Entre elas destacam-se o “apartheid”, notado na proibição da entrada em um
evento, a exploração do trabalho, a homofobia latente e a perseguição policial.
Esta abordagem promovida pelo filme nos possibilita entender as enormes
dificuldades que a população LGBT enfrenta até hoje na nossa sociedade
brasileira como, por exemplo, a expectativa de vida das pessoas transexuais ser
de apenas 35 anos e a taxa de mortalidade de homossexuais ser maior aqui do que
nos 13 países onde vigora pena de morte para LGBT´s. O ministro Ricardo
Lewandowski ressaltou em seu voto a dívida que o sistema jurídico, político e
criminal têm para com os grupos de travestis oprimidos. De acordo com um estudo
de Ana Braga e Victor Serras, “A travesti tem sua palavra silenciada e ignorada
em detrimento do peso dos testemunhos policiais e da palavra da vítima no
processo de conhecimento do juízo”. A análise desses dados mostra a importância
e urgência da proteção legal dessa população marginalizada.
Ao criminalizar a homofobia, o STF forneceu o que Michael
Mccan chama de “fichas de negociação”, possibilitando que os grupos homo e
transexuais mobilizem o direito com uma maior perspectiva de vencerem os
litígios nos tribunais e terem os seus direitos efetivamente reconhecidos.
Ademais, a suprema corte brasileira demonstrou o seu pioneirismo para uma
alternância de paradigma, sendo responsável pelo início da construção de uma
cultura anti - homofobia. Nas palavras de Mccan: “As construções jurídicas dos
tribunais são constitutivas de vida cultural”, portanto, moldam e direcionam o
andamento da cultura. Talvez esse tipo de conflito que é levado até uma suprema
corte incomode e faça com que alguns questionem a legitimidade do nosso sistema
democrático. Esta posição é totalmente oposta ao entendimento de Fran Zemans,
que entende a mobilização do direito como uma forma clássica de atividade
democrática, pois possibilita e catalisa o reconhecimento de liberdades e
garantias dos grupos minoritários, realçando a soberania popular do nosso
sistema.
Dentre as principais críticas destinadas à polêmica
decisão, destacam-se as que questionam a forma como a criminalização da
homofobia foi produzida. A decisão do
STF violou o princípio da legalidade previsto no artigo 5°, inciso XXXIX da
C.F: “Não há crime sem lei que o defina, nem pena sem prévia cominação legal”.

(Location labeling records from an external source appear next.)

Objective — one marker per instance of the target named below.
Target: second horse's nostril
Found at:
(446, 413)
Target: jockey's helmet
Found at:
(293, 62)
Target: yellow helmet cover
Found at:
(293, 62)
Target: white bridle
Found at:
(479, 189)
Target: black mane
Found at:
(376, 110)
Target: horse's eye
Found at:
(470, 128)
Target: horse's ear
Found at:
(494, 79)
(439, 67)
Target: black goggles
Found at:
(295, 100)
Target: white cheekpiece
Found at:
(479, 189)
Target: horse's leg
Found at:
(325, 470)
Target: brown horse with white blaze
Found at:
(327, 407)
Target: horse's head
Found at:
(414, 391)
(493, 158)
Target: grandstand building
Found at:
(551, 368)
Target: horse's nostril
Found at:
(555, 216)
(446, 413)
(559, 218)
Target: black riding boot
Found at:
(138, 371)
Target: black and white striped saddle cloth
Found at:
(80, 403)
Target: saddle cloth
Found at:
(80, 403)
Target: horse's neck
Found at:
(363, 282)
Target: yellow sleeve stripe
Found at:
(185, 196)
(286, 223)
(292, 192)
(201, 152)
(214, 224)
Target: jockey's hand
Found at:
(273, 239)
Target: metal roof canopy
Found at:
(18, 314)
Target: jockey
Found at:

A suprema Corte, ao determinar que a homofobia passe a ser punida pela lei de
racismo (7716/89), criou um tipo penal, atitude arriscada para um Estado
Democrático de Direito. Além disso, a decisão analisada aqui representou uma
contradição à jurisprudência interna do guardião da carta magna que vinha
assegurando que: “no âmbito do direito penal incriminador, o que vale é o
princípio da reserva legal, ou seja, só o parlamento, exclusivamente, pode
aprovar crimes e penas”. Vide caso de absolvição do deputado Marco Feliciano e
o da possibilidade de criminalização de condutas por meio de tratados
internacionais.
Durante o julgamento, um documento chegou ao plenário do
tribunal com o seguinte conteúdo: “Os aludidos fatos supervenientes demonstram
que a matéria objeto de apreciação dessa corte está sendo apreciado pelo Senado
Federal, no exercício de sua competência constitucional típica de aprimorar a
legislação penal existente”. O plenário do STF, após solicitação do presidente
da Corte, rejeitou o adiamento da decisão em decorrência da análise
concomitante do Senado. Esta atitude do tribunal foi uma clara demonstração de
desequilíbrio entre os poderes, pois a corte excedeu as suas funções. É
justamente esse tipo de conduta que é criticada pela autora alemã Ingeborg
Maus, ao levantar a questão de que quando a justiça ascende à condição de mais alta instância moral da sociedade,
nenhum mecanismo de controle social (ao qual deve se submeter toda instituição
em uma sociedade democrática) poderá freá-la.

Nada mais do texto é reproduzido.